Наконец пришел четверг. К концу дня я позвонил Лине, чтобы она обедала без меня: я задержусь. Потом, когда все ушли, я приступил к последним приготовлениям — собрал личные досье и сунул их в портфель, туда же положил и фотографии со своего письменного стола и полок — Анна, моментальный снимок Лины и Лидии Громыко, сделанный в Советской миссии поляроидом, который я подарил министру иностранных дел, Курт Вальдхайм и я в его кабинете, Вальдхайм и я за столом с Брежневым и Громыко в Кремле.
Я остановился. Мой портфель безудержно разбухал. В висках стучала кровь. Что если я действительно стал параноиком? Что если все это напряжение двойной жизни, которую я вел, заманило меня в собственноручно подготовленную ловушку? Может быть, меня вовсе никто не подозревает?
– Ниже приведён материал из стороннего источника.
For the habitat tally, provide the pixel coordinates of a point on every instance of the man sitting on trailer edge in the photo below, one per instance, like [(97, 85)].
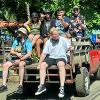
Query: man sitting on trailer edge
[(54, 53)]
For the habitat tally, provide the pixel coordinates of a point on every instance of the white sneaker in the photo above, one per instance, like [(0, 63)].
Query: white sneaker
[(61, 92), (41, 89)]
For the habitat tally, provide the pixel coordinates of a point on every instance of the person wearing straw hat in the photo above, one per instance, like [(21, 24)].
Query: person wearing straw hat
[(22, 57)]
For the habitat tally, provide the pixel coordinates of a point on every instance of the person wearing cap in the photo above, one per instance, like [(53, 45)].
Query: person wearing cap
[(33, 26), (61, 22), (78, 22), (54, 53), (20, 58), (44, 30)]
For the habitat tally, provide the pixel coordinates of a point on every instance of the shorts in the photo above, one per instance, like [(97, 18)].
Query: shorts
[(52, 61), (28, 61)]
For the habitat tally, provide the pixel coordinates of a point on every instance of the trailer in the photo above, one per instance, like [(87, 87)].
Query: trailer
[(83, 63)]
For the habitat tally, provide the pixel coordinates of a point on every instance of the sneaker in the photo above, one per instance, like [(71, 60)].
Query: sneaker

Может, я неправ и они просто озабочены моим здоровьем и именно поэтому вызывали меня домой? Может быть, их беспокоит не моя лояльность, но мои нервы?
Эти минуты нерешительности были мучительны, но они быстро прошли. Я уже ответил на все эти вопросы, я уже ответил на самый главный вопрос в письме к Лине… письмо к Лине… его надо перечитать и, наверное, переписать.
Я вынул из сейфа конверт и перечитал знакомые слова. Письмо показалось мне неубедительным. Пришлось засесть за него снова. Я писал: "Я в отчаянии. Я не могу жить и работать с людьми, которых ненавижу, ни в Нью-Йорке, ни в Москве”. Далее шла речь о том, как развивались события в последние месяцы, как рос конфликт между мной и Подщекол-диным по партийным делам, как меня подвергали травле Дроздов и КГБ.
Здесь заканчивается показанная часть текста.